ECLI:NL:RVS:2022:1656
Raad van State
- Voorlopige voorziening
- N. Verheij
- Rechtspraak.nl
Afwijzing verzoek om voorlopige voorziening in asielzaak na eerdere afwijzing verblijfsvergunning
Op 10 juni 2022 heeft de voorzieningenrechter van de Afdeling bestuursrechtspraak van de Raad van State uitspraak gedaan op een verzoek om het treffen van een voorlopige voorziening in een asielzaak. De vreemdeling had eerder, op 28 maart 2022, een aanvraag ingediend voor een verblijfsvergunning asiel voor bepaalde tijd, welke door de staatssecretaris van Justitie en Veiligheid was afgewezen. Hiertegen had de vreemdeling beroep aangetekend bij de rechtbank, die op 20 mei 2022 het beroep ongegrond verklaarde. De vreemdeling ging in hoger beroep en verzocht de voorzieningenrechter om een voorlopige voorziening te treffen.

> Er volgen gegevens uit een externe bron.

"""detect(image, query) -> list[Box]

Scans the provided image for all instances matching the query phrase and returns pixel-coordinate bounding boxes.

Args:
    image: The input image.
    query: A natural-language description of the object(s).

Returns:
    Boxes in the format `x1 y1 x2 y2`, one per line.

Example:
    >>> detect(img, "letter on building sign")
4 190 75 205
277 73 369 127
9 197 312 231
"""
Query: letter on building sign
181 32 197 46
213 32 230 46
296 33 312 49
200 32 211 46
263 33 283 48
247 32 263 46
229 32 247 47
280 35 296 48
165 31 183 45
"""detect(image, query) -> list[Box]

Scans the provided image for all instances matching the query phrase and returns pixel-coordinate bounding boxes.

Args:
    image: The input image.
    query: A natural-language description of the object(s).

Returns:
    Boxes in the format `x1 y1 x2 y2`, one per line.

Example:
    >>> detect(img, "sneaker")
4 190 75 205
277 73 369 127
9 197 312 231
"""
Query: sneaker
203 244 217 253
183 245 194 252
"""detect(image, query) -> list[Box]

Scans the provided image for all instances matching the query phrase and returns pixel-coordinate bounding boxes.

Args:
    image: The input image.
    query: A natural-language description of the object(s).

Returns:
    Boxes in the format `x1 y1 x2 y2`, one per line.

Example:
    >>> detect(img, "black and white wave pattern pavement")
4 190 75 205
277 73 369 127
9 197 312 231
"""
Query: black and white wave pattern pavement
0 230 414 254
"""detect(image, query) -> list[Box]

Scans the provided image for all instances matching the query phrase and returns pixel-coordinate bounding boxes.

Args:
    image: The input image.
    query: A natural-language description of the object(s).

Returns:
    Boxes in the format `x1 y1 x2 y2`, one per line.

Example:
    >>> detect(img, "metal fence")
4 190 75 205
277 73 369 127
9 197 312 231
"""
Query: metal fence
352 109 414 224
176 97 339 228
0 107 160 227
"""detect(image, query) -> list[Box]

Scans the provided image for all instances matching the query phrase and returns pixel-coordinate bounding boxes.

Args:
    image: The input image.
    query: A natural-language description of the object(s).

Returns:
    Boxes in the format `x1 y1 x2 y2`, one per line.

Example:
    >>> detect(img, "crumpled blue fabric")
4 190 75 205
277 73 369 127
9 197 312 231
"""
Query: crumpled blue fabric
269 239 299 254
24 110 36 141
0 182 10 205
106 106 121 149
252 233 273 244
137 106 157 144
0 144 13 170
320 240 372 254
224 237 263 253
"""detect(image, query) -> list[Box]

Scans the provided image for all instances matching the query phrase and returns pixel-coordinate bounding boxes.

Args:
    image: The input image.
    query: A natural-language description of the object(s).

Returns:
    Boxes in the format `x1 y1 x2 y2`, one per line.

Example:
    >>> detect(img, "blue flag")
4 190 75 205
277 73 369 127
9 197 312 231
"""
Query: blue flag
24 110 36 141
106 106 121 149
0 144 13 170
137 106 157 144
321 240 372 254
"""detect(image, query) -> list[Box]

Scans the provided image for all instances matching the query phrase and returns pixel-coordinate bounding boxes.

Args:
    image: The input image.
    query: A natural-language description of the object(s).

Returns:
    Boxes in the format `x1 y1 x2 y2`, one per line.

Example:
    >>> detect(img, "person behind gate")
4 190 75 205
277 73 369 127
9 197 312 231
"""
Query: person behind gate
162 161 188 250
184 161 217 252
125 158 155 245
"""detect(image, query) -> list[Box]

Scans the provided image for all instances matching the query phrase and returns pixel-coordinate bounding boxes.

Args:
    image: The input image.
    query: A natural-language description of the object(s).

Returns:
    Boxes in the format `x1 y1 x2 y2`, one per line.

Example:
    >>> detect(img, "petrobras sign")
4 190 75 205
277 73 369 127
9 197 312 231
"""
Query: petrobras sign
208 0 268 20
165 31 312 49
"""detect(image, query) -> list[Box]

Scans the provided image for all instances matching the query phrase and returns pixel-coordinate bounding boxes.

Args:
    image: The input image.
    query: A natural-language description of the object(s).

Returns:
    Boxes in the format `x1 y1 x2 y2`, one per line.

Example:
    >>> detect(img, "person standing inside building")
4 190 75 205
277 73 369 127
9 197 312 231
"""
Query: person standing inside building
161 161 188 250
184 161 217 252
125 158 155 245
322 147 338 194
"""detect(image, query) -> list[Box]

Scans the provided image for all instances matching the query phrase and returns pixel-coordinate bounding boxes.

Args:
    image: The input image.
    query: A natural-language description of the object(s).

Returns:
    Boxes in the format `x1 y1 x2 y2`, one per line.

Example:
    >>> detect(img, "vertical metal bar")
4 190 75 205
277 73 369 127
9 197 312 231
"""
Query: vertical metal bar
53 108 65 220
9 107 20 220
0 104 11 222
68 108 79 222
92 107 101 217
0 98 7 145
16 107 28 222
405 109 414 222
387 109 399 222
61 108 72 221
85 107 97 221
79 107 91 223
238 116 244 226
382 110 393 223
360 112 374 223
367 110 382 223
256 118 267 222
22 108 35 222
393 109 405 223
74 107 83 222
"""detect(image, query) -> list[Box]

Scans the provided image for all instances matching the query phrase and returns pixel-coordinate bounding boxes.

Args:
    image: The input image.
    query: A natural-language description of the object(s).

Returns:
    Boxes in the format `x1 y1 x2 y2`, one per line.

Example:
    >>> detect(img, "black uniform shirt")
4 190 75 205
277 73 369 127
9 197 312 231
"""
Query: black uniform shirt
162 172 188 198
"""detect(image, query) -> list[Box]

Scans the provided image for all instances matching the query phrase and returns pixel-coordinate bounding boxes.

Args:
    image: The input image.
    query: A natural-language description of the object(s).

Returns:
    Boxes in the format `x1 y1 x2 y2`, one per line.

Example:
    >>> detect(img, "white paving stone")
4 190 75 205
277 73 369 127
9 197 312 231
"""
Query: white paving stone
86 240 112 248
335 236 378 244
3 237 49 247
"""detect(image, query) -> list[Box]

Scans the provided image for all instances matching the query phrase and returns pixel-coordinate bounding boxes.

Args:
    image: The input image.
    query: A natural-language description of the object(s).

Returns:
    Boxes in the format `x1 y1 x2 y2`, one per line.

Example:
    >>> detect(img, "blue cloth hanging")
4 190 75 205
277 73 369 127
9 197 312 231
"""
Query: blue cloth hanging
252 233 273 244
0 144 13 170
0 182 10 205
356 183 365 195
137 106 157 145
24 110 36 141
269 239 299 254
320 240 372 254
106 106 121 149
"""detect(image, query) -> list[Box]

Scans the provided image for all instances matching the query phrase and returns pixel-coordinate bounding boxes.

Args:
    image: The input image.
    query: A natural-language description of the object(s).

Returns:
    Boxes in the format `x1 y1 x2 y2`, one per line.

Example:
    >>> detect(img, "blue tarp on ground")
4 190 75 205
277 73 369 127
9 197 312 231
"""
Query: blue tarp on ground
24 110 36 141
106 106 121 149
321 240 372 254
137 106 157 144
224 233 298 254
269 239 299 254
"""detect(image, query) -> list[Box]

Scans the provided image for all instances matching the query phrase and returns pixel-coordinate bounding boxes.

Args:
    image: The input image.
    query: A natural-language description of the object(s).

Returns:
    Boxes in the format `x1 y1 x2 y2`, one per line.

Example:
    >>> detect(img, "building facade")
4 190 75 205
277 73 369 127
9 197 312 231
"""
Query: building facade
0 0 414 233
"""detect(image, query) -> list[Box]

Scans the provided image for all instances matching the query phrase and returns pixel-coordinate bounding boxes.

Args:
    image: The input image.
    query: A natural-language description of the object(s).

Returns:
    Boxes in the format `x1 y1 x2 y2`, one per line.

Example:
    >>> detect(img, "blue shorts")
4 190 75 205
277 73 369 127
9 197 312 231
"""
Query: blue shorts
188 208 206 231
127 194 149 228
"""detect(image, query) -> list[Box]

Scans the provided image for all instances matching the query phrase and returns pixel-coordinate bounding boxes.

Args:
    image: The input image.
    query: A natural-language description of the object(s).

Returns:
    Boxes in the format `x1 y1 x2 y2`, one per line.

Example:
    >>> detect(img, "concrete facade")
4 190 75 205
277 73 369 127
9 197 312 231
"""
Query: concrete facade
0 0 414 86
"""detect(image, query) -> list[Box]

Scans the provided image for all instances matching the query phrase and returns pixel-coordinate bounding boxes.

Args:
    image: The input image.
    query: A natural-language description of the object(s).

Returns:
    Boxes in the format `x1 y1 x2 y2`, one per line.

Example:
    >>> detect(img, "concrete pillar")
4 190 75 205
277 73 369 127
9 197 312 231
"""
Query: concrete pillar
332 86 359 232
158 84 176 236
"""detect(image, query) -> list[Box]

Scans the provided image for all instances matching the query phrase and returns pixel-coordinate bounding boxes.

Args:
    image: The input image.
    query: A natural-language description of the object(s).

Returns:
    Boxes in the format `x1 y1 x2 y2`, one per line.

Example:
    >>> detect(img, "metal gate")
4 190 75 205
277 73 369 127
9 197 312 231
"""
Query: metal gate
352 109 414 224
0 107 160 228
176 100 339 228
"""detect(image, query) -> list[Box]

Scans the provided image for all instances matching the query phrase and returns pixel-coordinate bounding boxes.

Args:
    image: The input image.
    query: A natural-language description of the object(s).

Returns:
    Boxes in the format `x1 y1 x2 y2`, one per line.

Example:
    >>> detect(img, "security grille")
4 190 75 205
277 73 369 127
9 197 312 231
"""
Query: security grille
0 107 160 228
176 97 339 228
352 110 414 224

De voorzieningenrechter heeft in zijn overwegingen aangegeven dat er inmiddels op het hoger beroep van de vreemdeling was beslist, waardoor er geen noodzaak meer was om een voorlopige voorziening te treffen. Het verzoek van de vreemdeling werd dan ook afgewezen. Tevens werd bepaald dat de staatssecretaris geen proceskosten hoefde te vergoeden. De uitspraak werd openbaar uitgesproken op dezelfde datum, 10 juni 2022, en is vastgesteld door mr. N. Verheij, de voorzieningenrechter, in aanwezigheid van mr. N. Tibold, de griffier.